Clinical Presentation

• CRAB features:
  • Calcium elevation (hypercalcemia)
  • Renal insufficiency
  • Anemia
  • Bone lesions (lytic lesions, pathologic fractures)
• Fatigue
• Bone pain
• Recurrent infections
• Neurological symptoms (spinal cord compression)
• Hyperviscosity syndrome (rare)

Laboratory Findings

• Monoclonal protein (M-protein) in serum and/or urine
• Anemia (present in 73% of patients)
• Elevated serum creatinine
• Hypercalcemia
• Elevated beta-2 microglobulin
• Abnormal serum free light chain ratio
• Bone marrow with ≥10% clonal plasma cells 4, 5

Risk Stratification

• Revised International Staging System combines:
  • Serum β2 microglobulin
  • Albumin
  • LDH
  • High-risk cytogenetic abnormalities 5

Key Differential Features

Blood Cell Counts

• PV: Elevated RBCs, normal/elevated platelets and WBCs
• TTP: Normal RBCs (but hemolysis), severely decreased platelets
• DIC: Variable RBCs, decreased platelets
• MM: Decreased RBCs (anemia), normal/decreased platelets and WBCs

Coagulation Profile

• PV: Usually normal
• TTP: Normal PT/PTT
• DIC: Prolonged PT/PTT, decreased fibrinogen, elevated D-dimer
• MM: Usually normal (unless associated with amyloidosis)

Organ Involvement

• PV: Primarily vascular complications
• TTP: Primarily neurological and renal
• DIC: Multiple organ systems (depending on thrombosis/bleeding)
• MM: Primarily bone, kidney, bone marrow

Disease Course

• PV: Chronic with median survival of 14-15 years
• TTP: Acute, life-threatening without prompt treatment
• DIC: Acute, severity depends on underlying cause
• MM: Progressive with median survival of 5-7 years with current therapies

Clinical Pitfalls to Avoid

1. Misdiagnosing malignancy-associated TTP: Patients with disseminated malignancy presenting with microangiopathic hemolytic anemia and thrombocytopenia may be misdiagnosed as primary TTP. Consider bone marrow biopsy in TTP patients with atypical features or who fail to respond to plasma exchange 3.
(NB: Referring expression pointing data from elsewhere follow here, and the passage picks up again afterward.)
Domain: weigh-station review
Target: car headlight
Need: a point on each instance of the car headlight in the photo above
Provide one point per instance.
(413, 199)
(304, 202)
2. Overlooking subclinical DIC: Laboratory abnormalities may be present without obvious clinical symptoms in cancer patients 4.

3. Confusing secondary thrombocytosis with ET: Reactive thrombocytosis can mimic essential thrombocythemia but lacks the driver mutations (JAK2, CALR, MPL).

4. Missing MGUS progression to MM: Patients with monoclonal gammopathy of undetermined significance require monitoring as they can progress to multiple myeloma.

5. Attributing anemia in MM solely to bone marrow infiltration: Renal insufficiency and other factors also contribute to anemia in MM patients.